Missold Payment Protection Insurance - Missed by the FSA says the Dailymail
A Payment Protection Insurance (PPI) policy is available to buy as a monthly contract that can continue for the term of a loan or it can be arranged as a single premium that would pay benefits for a required term. By taking out Payment Protection Insurance (PPI) alongside your mortgage, loan, credit card payments, you can set the deferral period yourself, knowing that a proportion or all of your payments will be covered after a certain number of weeks or months (usually 30, 60 or 90 days) for a given period of either 12 or 24 months, whichever is chosen at outset.
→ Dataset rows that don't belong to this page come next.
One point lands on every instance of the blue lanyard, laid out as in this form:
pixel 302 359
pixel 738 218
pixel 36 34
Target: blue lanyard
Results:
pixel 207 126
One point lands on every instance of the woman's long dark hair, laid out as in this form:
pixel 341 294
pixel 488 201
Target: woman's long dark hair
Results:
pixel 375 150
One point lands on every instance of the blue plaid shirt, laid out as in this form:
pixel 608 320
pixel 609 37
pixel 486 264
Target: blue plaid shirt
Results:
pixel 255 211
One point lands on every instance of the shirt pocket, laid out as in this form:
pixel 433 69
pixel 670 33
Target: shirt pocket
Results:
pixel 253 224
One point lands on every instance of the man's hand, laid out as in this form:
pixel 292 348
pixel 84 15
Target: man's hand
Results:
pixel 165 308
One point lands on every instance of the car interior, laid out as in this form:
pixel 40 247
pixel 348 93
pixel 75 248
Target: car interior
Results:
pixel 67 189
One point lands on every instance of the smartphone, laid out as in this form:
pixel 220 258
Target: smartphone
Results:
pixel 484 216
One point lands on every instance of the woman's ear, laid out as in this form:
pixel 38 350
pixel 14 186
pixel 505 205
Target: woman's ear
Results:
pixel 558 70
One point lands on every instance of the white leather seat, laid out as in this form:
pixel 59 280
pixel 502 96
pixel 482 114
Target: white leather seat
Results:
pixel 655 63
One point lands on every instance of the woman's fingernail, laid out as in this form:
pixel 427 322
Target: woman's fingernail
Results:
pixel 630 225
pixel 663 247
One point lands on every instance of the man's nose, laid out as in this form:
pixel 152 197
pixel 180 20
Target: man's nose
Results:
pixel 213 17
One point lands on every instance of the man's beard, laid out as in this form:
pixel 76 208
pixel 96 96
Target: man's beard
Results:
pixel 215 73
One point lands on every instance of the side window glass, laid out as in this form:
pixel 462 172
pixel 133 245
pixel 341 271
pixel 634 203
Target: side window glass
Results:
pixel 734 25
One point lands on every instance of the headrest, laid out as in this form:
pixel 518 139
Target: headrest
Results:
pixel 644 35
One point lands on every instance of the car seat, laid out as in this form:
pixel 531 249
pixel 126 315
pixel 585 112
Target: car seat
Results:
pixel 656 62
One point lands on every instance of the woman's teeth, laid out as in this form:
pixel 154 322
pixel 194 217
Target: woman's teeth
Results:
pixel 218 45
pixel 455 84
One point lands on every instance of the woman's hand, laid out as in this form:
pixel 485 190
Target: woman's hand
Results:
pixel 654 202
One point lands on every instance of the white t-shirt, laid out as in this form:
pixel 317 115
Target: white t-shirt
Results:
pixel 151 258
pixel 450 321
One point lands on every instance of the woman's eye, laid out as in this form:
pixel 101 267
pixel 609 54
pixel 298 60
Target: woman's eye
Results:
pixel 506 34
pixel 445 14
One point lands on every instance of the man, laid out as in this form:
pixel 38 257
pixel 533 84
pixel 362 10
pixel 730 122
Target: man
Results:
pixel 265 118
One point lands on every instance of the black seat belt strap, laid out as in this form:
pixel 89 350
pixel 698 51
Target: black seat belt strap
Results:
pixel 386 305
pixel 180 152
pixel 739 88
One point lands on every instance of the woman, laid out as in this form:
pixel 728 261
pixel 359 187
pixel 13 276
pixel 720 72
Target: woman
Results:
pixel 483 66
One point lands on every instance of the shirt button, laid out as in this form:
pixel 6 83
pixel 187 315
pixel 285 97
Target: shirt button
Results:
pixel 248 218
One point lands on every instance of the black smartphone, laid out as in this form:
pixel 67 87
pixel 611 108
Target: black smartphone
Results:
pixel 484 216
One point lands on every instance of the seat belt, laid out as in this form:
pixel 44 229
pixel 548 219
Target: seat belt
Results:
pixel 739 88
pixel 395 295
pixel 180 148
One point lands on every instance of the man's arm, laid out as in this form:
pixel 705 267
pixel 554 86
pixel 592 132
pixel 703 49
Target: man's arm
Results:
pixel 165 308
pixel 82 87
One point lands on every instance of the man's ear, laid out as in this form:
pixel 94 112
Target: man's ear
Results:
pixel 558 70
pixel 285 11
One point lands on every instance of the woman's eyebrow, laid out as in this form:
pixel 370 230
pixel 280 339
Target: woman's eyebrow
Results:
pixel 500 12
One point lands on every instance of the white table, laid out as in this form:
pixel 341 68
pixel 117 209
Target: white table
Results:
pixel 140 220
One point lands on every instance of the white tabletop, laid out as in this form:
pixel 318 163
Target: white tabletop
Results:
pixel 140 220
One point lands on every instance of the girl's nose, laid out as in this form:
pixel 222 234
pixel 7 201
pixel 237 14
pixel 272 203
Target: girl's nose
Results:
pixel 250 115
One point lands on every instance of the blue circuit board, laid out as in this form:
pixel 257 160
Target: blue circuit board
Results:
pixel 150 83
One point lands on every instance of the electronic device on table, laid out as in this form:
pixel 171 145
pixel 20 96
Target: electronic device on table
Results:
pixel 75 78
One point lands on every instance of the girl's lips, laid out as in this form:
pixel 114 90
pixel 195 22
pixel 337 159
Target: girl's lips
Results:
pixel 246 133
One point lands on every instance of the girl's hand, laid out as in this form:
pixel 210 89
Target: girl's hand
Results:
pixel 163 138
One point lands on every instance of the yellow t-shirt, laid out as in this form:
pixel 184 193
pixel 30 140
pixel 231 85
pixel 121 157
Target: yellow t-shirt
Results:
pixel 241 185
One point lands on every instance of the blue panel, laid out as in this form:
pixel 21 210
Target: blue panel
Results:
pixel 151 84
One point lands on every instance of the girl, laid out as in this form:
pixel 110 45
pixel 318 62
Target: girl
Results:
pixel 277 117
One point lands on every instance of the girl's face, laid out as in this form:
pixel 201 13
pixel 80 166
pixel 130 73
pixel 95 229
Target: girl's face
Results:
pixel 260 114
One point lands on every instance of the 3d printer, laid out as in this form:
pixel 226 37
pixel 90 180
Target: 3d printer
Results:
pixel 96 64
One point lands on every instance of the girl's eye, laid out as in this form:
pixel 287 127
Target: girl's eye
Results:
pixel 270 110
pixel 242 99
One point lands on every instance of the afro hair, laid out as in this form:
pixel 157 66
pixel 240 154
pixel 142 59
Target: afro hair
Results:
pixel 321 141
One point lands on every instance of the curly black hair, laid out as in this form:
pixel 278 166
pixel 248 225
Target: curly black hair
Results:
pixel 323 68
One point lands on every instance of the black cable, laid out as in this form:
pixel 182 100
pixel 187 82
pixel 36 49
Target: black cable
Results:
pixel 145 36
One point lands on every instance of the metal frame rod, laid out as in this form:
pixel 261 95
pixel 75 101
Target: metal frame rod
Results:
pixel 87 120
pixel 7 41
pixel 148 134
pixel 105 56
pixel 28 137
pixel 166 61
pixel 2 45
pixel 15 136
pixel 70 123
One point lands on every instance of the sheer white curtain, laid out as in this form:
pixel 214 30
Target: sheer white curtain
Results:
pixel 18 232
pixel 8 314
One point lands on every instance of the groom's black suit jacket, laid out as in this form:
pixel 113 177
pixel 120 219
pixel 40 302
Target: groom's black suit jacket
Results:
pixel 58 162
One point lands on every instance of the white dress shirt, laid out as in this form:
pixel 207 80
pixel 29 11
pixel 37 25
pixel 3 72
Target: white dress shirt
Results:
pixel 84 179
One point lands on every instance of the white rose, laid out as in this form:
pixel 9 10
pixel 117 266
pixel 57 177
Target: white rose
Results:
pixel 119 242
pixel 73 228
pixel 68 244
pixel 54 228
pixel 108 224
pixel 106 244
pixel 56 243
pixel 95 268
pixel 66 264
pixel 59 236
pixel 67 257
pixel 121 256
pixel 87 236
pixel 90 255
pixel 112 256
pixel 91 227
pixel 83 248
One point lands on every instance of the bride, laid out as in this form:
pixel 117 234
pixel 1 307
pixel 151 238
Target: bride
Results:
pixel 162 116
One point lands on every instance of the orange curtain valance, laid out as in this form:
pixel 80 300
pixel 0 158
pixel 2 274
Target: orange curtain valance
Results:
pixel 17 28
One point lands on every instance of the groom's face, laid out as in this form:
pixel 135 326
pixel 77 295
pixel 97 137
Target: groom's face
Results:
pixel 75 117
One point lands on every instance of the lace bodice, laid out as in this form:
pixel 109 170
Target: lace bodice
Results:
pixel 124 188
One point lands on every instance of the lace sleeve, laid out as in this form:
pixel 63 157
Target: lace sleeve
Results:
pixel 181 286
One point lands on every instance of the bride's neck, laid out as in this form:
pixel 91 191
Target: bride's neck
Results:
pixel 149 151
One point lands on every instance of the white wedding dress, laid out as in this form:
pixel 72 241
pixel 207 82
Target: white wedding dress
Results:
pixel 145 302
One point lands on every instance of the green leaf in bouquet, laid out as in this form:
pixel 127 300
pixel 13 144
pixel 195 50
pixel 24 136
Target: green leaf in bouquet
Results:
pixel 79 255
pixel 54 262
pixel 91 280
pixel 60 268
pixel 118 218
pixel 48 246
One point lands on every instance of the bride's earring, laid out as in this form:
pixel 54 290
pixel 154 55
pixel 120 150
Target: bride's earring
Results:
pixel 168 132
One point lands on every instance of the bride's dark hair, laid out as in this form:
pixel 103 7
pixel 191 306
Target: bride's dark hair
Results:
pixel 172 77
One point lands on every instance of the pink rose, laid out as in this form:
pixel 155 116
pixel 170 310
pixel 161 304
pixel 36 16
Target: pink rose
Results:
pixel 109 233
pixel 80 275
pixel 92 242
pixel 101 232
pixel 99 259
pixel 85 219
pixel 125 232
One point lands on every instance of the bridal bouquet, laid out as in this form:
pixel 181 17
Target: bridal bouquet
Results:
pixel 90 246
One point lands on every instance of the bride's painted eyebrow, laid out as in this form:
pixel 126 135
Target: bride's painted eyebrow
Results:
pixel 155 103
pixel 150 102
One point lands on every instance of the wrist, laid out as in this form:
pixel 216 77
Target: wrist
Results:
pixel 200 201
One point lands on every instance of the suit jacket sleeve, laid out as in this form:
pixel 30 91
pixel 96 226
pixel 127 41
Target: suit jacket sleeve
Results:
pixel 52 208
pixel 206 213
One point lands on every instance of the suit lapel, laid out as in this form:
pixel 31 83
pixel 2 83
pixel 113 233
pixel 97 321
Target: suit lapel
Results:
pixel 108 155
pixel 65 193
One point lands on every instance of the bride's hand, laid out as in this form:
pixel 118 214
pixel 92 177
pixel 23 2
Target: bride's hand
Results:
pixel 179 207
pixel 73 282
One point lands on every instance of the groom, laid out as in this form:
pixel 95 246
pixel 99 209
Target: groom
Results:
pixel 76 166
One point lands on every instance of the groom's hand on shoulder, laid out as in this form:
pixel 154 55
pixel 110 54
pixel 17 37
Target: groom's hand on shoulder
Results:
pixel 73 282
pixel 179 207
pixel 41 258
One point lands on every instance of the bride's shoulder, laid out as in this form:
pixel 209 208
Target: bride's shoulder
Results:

Missold Policies and Ppi Claims UK Company - BBC News on Misselling of PPI
Massive ppi compensation claims and reclaims have been achieved for and by people who have been mis-sold ppi policies in the UK. Our research has identified that more than £10 billion of policies have been sold and as many as 30 million policy holders may have a claim for compensation – stats taken from the Citizens Advice Bureau. Further research has identified that major companies such as CAPITAL ONE, LOANS.co.uk, Alliance & Leicester have already been fined heavily for mis-selling of ppi insurance. The fine on Alliance & Leicester is the largest yet on a payment protection insurance provider at £7 million. The FSA promised then that it would get tough with persistent offenders.
Fines for the Mis-Selling of Payment Protection Insurance (PPI) Latest Misselling News
HFC has been hit with £1 million fine for PPI mis-selling, as reported by Tony Bonsignore of Citywire | 13:43:20 | 16 January 2008. Tony states, “The Financial Services Authority today delivered on its promise to crackdown on payment protection insurance (PPI) mis-selling by hitting HFC Bank with a record £1 million fine.” HFC has more than 130 branches across the UK, and sells PPI to credit-impaired consumers alongside both secured and unsecured loans. Trading under the names of ‘Household Bank’ and ‘Beneficial Finance’, HFC sold some 163,000 PPI policies between January 2005 and May 2007, covering around 75% of all loans it provided. Around 124,000 were single premium policies sold with unsecured loans.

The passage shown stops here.